Oil Imports Add To Further Woes
India is the third-largest oil importer in the world. With Brent crude prices, the main international benchmark, rising to $120/barrel, every country felt the pressure. Oil prices were up nearly 10% on Monday and touched $85/barrel, and tensions in the Strait of Hormuz seem to be a never-ending nightmare now.
The United States has launched a series of missiles at Iran, and in retaliation, Iranian forces struck back against the United Arab Emirates, Qatar, Kuwait, Oman, and Bahrain in response to the US strikes.
"While the global oil market balance looks set to swing back to surplus towards the end of the year, the forecast hinges on the assumption that tanker flows through the Strait will gradually recover, allowing producers to restart fields and refiners in the Middle East and elsewhere to resume product shipments," according to the International Energy Agency's report, which was published on .
"Renewed exchanges of fire in the Gulf this week highlight the risks of not reaching a lasting peace agreement, which is a must for the normalisation in oil markets."
Rupee, Nifty 50 and Sensex: Not That 'Strait' Forward
The rupee has depreciated about 11-12 percent since early 2025 and rising oil prises could push rupee down to even 100 against the US dollar, according to foreign exchange strategists.
"Oil prices climbed after renewed geopolitical tensions in the Middle East and concerns over disruptions to supplies through the Strait of Hormuz.

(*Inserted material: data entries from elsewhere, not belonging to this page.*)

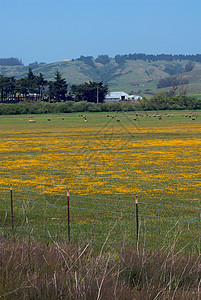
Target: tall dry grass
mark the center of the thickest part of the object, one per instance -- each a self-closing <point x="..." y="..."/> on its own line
<point x="32" y="270"/>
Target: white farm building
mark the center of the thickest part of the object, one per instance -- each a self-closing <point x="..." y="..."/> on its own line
<point x="120" y="96"/>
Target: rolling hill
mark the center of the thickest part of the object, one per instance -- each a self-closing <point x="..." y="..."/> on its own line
<point x="133" y="76"/>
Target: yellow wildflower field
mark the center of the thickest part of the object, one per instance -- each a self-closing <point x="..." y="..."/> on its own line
<point x="102" y="160"/>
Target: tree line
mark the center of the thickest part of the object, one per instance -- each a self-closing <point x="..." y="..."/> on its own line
<point x="34" y="87"/>
<point x="105" y="59"/>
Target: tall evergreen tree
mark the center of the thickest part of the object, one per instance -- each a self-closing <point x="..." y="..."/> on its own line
<point x="58" y="88"/>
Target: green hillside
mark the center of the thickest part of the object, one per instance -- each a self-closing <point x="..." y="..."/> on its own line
<point x="133" y="76"/>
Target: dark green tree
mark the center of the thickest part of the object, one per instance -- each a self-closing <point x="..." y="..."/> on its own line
<point x="7" y="87"/>
<point x="41" y="83"/>
<point x="58" y="88"/>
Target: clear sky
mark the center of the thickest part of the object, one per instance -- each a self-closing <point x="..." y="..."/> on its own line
<point x="54" y="30"/>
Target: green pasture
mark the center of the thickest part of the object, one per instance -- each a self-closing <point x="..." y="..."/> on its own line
<point x="168" y="187"/>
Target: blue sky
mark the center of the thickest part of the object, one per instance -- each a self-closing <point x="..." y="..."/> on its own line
<point x="54" y="30"/>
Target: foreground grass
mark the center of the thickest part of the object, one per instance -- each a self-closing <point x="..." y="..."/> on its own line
<point x="31" y="270"/>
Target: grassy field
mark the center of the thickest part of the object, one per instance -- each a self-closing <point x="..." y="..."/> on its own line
<point x="104" y="163"/>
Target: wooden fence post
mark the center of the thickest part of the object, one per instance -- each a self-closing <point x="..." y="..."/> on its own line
<point x="137" y="221"/>
<point x="11" y="205"/>
<point x="68" y="205"/>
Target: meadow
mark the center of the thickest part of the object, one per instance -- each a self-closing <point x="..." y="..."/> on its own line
<point x="104" y="164"/>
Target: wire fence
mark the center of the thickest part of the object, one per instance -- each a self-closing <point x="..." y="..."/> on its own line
<point x="89" y="217"/>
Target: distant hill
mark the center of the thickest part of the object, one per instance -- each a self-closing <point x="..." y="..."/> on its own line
<point x="132" y="76"/>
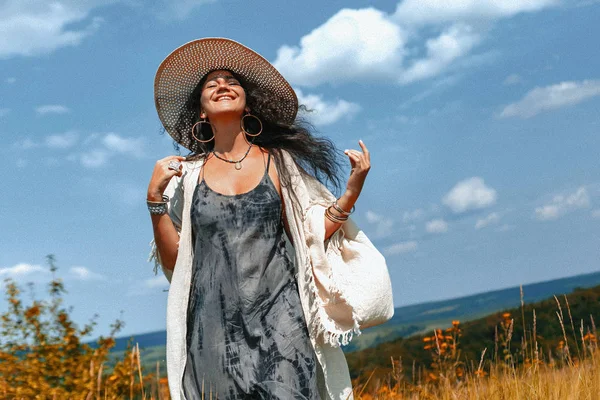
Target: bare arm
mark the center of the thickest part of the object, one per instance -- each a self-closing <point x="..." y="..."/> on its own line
<point x="166" y="236"/>
<point x="361" y="164"/>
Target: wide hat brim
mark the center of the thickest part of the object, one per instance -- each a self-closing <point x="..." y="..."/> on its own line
<point x="182" y="70"/>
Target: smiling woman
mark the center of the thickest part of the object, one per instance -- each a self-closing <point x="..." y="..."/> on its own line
<point x="249" y="316"/>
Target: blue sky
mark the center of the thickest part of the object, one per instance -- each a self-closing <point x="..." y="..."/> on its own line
<point x="482" y="118"/>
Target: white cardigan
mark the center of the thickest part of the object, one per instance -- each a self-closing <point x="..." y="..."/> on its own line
<point x="343" y="283"/>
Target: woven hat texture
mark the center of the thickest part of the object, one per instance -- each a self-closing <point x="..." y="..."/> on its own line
<point x="179" y="74"/>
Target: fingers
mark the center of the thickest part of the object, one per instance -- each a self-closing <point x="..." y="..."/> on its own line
<point x="363" y="147"/>
<point x="359" y="160"/>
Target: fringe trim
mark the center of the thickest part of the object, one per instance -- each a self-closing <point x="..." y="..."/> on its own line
<point x="154" y="257"/>
<point x="317" y="314"/>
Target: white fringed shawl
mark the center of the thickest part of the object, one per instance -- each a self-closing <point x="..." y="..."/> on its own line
<point x="343" y="283"/>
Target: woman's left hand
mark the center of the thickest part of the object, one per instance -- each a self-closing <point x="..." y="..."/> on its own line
<point x="361" y="164"/>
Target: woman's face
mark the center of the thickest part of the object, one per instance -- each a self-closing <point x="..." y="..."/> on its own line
<point x="222" y="96"/>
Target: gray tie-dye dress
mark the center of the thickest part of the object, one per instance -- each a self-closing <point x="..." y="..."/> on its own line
<point x="246" y="333"/>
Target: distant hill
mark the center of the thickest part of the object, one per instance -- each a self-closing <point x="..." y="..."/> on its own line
<point x="480" y="334"/>
<point x="418" y="318"/>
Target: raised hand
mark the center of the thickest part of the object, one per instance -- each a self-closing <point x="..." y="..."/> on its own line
<point x="162" y="174"/>
<point x="361" y="164"/>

India being a major oil importer, higher crude prices remain negative for the rupee," said Anil Kumar Bhansali, Head of Treasury and Executive Director, Finrex Treasury Advisors LLP,
"Demand for the US dollar increased as investors moved toward safe-haven assets amid heightened geopolitical uncertainty putting pressure on most Asian currencies, including the rupee."
The trend continues for the Indian stock market too. Nifty and Sensex have both dropped more than 7% this year so far and if the uncertainties continue, chances are FII outflow will increase.
All in all, the Strait of Hormuz may be just 20 miles wide at its narrowest point, but for India, its impact stretches far beyond oil. From the rupee and inflation to trade and stock markets, what happens in this tiny waterway could shape the country's economic outlook for months to come.